Certainly that’s what the national press wanted to know; that’s why they’d turned up in such numbers. They were given slim pickings. May’s offer was a “stunt” declared Corbyn”. ‘Take ‘No Deal’ off the table now, please, Prime Minister’, he asked politely, then he would consider face to face discussions.
PICTURE: Oliver Tookey
On other areas Corbyn was on safer ground or, to mix a metaphor, walking on water. Opposition to benefit and public services cuts got enthusiastic ovations, as did his closing pledge that a Labour government would introduce ‘free education – from Cradle to Grave as a human right’.
But there was little doubt that the elephant in the room was named Brexit and the mood of the meeting was firmly for a second referendum. Here the Labour leader differed from his audience. A people’s vote was still ruled out until after all attempts had failed to get a general election, he said, though at least he was now actually referring to it as a future possibility.

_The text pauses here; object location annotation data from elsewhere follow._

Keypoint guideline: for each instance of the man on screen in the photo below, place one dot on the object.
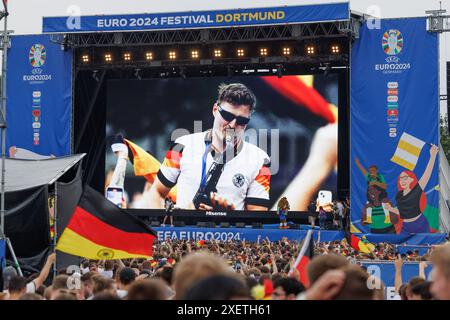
(245, 181)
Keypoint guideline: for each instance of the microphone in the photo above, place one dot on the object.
(214, 173)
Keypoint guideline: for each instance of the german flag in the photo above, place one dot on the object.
(360, 245)
(99, 230)
(147, 166)
(305, 256)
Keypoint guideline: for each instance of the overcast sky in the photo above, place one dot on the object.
(26, 15)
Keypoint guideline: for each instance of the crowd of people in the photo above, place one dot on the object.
(233, 270)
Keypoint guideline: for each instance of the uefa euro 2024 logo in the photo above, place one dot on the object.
(37, 55)
(392, 42)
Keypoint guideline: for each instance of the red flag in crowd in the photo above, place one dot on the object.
(304, 257)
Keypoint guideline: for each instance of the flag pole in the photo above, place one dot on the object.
(4, 47)
(302, 251)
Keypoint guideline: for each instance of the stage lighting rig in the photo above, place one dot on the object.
(310, 50)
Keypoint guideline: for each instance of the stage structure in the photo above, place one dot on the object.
(325, 40)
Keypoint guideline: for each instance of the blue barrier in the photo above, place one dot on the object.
(248, 234)
(403, 249)
(410, 239)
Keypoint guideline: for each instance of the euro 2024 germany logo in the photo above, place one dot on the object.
(392, 42)
(37, 55)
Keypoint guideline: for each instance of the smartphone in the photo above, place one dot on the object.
(115, 195)
(324, 198)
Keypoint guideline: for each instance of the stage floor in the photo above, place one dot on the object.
(275, 234)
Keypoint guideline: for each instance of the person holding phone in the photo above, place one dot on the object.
(115, 188)
(169, 206)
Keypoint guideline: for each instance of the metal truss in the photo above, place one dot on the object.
(204, 36)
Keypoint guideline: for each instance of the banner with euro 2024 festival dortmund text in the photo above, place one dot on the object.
(394, 129)
(39, 96)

Jeremy Corbyn is an adroit public speaker. He knows just what buttons to press, and moves swiftly onto safe ground if he detects dissention. But the problem was that everyone in the hall – bar possibly the press – was a Labour Party member and would inevitably be voting Labour at the next election. What the party needs to do is convince the swing voters, and one wonders if Corbyn’s time might not be better spent speaking to them. It’s riskier as he may get heckled. But the rewards could be far higher than simply preaching to the converted.